# better to arrive 1-2 days early or stay 1-2 days longer?



## somewhereoutthere (Mar 28, 2014)

Just looking for general opinions! We still haven't pulled the trigger on buying plane tickets for our early summer trip to Oahu, but I suppose I have to do so soon (the prices are still pretty much the same as when I was looking months ago!). Traveling Saturday to Saturday is about $50-120 more per person more than traveling a day or two early and/or a day or two late. I'm thinking we can use the savings for an extra day or two at a hotel.

So, Hawaii experts, do you prefer arriving early to stay in an inexpensive hotel for a couple of days before checking into your resort, or do you prefer to check into the resort and then staying at an inexpensive hotel for a couple of days at the end of a trip? Are there pros and cons to one way or the other? Or is it really a toss up?
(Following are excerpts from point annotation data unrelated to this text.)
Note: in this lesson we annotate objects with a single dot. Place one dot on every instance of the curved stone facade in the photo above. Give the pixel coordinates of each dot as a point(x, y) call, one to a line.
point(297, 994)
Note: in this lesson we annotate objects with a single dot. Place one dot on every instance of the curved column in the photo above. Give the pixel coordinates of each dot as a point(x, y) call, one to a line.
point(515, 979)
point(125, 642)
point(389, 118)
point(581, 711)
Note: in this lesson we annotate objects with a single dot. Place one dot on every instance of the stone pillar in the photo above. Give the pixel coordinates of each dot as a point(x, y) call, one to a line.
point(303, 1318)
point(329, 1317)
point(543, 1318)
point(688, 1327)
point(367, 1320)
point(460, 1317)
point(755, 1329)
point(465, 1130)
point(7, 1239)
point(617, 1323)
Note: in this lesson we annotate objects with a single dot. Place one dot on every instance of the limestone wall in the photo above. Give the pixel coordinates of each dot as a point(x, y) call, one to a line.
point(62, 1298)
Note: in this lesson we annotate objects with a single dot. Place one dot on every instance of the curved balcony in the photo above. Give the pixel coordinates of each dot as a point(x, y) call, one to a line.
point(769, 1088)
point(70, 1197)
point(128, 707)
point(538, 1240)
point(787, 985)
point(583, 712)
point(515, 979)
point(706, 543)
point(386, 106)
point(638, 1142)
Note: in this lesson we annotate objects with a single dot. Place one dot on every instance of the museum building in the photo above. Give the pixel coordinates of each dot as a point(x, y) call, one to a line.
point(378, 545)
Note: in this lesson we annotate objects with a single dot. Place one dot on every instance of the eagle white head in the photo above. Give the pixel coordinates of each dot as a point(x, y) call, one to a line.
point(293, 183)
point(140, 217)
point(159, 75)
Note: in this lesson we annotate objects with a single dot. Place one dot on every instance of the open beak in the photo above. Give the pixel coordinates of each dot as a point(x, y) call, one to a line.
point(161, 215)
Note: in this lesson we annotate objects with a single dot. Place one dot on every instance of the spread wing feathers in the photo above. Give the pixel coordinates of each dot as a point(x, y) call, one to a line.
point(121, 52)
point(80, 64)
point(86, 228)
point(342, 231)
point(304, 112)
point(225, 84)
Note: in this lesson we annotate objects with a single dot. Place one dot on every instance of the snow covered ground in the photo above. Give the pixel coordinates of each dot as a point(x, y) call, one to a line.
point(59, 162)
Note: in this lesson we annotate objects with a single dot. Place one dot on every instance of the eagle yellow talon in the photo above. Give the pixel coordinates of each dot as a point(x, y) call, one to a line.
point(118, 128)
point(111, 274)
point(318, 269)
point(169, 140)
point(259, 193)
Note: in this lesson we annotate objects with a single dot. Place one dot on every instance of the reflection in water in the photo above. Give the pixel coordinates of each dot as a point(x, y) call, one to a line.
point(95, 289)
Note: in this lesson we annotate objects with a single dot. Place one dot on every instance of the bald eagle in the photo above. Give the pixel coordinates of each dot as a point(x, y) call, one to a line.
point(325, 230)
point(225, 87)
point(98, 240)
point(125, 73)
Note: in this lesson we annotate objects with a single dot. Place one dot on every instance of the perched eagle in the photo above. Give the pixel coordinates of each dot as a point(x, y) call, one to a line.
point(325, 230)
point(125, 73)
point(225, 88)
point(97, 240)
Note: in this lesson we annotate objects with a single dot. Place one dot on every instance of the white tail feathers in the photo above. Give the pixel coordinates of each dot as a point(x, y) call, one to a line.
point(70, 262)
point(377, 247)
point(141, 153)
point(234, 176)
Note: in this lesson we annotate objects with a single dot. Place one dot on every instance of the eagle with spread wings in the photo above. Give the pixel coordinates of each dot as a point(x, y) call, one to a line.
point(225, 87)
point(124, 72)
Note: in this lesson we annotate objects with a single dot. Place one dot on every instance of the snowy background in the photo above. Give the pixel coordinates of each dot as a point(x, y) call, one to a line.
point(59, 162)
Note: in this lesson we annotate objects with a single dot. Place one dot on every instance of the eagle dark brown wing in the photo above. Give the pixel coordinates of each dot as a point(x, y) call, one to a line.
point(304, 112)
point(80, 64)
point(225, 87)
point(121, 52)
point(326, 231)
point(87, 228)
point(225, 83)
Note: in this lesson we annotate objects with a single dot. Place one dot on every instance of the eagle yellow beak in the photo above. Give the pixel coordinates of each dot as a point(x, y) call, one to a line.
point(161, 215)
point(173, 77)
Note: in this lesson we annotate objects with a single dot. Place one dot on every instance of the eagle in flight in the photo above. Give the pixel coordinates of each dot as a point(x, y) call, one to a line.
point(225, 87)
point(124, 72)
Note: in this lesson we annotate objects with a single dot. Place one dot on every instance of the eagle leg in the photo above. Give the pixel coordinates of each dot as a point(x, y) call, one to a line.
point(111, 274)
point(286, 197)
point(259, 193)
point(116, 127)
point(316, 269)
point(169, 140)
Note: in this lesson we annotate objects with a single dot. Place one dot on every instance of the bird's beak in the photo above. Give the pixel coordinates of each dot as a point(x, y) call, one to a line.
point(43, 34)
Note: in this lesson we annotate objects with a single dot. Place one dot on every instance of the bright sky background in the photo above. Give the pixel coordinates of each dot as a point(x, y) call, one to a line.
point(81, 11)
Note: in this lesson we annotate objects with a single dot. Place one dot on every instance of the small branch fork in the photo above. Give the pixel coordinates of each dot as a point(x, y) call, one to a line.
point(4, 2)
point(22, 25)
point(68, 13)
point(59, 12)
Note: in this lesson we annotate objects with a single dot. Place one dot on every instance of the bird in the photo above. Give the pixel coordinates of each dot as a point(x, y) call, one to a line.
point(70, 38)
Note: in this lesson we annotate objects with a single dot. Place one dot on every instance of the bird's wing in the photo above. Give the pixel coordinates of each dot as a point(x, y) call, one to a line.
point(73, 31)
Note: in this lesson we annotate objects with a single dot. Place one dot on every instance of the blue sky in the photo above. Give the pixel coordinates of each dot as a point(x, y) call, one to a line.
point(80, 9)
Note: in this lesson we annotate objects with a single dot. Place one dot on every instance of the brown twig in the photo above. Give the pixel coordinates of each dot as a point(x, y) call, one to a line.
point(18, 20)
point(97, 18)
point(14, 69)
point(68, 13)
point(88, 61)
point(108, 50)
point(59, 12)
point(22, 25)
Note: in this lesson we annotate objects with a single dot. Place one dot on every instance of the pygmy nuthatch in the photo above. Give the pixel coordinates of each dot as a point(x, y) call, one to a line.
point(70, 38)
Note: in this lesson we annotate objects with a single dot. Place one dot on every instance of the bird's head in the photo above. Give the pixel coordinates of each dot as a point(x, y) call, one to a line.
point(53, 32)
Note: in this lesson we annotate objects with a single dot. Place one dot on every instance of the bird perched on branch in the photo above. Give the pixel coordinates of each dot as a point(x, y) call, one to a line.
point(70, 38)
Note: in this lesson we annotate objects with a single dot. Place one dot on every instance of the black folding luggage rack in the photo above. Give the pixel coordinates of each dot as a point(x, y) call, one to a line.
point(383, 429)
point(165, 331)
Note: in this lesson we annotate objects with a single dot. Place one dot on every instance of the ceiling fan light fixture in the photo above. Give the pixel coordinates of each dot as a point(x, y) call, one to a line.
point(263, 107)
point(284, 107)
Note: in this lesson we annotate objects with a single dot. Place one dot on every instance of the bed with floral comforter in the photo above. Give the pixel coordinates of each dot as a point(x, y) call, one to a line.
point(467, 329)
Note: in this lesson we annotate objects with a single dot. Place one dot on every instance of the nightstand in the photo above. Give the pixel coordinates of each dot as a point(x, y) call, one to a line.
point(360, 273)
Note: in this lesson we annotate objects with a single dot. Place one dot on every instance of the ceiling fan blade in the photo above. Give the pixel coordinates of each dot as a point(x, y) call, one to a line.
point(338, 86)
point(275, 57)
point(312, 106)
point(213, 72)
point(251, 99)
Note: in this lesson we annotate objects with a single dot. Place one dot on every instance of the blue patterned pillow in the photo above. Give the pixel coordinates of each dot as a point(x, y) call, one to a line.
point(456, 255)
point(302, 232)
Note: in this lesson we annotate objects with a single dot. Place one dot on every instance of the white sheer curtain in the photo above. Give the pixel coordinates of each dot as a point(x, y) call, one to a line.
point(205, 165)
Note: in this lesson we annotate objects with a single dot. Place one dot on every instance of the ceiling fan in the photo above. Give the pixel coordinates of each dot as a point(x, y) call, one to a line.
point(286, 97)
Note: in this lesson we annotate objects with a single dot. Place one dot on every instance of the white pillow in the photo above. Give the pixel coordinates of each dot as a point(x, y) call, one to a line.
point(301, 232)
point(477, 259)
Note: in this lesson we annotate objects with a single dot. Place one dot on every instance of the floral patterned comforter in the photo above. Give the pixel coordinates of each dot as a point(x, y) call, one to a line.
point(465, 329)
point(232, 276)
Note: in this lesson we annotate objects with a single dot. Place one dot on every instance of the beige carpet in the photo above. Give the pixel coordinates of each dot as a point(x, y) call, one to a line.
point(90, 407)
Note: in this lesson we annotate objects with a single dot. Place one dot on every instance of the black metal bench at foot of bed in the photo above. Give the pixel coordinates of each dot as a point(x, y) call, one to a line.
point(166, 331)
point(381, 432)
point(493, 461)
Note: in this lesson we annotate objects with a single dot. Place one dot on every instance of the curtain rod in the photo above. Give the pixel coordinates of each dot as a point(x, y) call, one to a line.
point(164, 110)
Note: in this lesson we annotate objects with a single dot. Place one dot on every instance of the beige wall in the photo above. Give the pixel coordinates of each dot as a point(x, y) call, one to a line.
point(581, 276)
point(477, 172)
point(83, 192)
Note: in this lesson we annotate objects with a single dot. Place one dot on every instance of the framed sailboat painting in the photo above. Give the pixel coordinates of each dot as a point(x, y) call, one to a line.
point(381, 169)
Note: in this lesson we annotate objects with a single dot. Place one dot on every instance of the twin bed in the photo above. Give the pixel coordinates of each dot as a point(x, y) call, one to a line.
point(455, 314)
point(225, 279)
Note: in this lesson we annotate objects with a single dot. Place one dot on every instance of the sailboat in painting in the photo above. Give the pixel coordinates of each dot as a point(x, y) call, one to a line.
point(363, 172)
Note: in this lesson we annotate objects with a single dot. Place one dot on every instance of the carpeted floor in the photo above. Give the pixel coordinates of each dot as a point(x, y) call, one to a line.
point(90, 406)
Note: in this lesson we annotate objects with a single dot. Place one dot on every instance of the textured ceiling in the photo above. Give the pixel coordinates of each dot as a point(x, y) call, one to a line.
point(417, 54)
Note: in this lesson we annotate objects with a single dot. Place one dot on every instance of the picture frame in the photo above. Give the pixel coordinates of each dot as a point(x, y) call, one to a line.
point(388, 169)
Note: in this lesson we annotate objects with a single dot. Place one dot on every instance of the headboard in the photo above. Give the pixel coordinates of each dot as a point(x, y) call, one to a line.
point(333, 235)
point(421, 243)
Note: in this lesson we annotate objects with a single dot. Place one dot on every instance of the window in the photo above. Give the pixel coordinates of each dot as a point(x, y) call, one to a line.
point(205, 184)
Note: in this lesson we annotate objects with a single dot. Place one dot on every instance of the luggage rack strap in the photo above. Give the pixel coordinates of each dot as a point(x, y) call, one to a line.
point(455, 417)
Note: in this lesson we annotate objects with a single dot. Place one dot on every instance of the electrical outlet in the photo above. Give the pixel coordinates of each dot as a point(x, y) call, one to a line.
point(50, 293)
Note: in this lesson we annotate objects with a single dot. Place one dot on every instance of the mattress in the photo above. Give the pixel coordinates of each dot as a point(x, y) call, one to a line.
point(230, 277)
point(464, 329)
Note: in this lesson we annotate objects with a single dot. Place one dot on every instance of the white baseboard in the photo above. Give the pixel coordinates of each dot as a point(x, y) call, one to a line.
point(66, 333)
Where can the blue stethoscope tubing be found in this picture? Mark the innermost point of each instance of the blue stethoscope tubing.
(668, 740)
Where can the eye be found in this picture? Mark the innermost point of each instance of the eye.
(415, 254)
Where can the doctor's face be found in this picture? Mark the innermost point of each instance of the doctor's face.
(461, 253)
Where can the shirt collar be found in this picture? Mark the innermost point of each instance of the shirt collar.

Oh, and I said inexpensive hotel because I am thinking two extra days, but if we were only to stay one day extra it could be a nicer property. Is it worth the money to stay at the HHV one more day, or to go to Aulani for one day only?

We're two adults, and two children under 5 years old, if that has any bearing on your opinion.

Mahalo!


----------



## pharmgirl (Mar 28, 2014)

we always try to get frequent flyer tickets, usually these are easier to find non weekend, or sunday
so depending on ff tickets we stay either before or after.  I prefer before as flights from east coast often arrive late in day and we therefore miss much of first day's timeshare week

Best is both before and after!


----------



## Ron98GT (Mar 28, 2014)

somewhereoutthere said:


> Just looking for general opinions! We still haven't pulled the trigger on buying plane tickets for our early summer trip to Oahu, but I suppose I have to do so soon (the prices are still pretty much the same as when I was looking months ago!). Traveling Saturday to Saturday is about $50-120 more per person more than traveling a day or two early and/or a day or two late. I'm thinking we can use the savings for an extra day or two at a hotel.
> 
> So, Hawaii experts, do you prefer arriving early to stay in an inexpensive hotel for a couple of days before checking into your resort, or do you prefer to check into the resort and then staying at an inexpensive hotel for a couple of days at the end of a trip? Are there pros and cons to one way or the other? Or is it really a toss up?
> 
> ...


Run the airline reservation both ways. Last time we went, December of 2013, coming home on Saturday wasn't the problem, it was going from Las Vegas to Hawaii on a Saturday that was expensive.  I didn't fly out earlier, because although we could have saved a couple of hundred dollars, the extra hotel and rental charges were more than the savings.

I recently got my confirmed II reservations for Hawaii in December, 2014. Saturday to Saturday again. 


If your going to stay at an inexpensive hotel before or after your stay, I would stay at the hotel before the TS stay and end your trip on a high note, rather than being let-down.


----------



## talkamotta (Mar 28, 2014)

Im doing my first 4 week stack'em Hawaii trip in summer 2015.  I own 3 of the weeks so the first week I needed as a trade.  I was worried it was a Friday to Friday.  Maybe that will work out in my favor.


----------



## Passepartout (Mar 28, 2014)

Ron98GT said:


> If your going to stay at an inexpensive hotel before or after your stay, I would stay at the hotel before the TS stay and end your trip on a high note, rather than being let-down.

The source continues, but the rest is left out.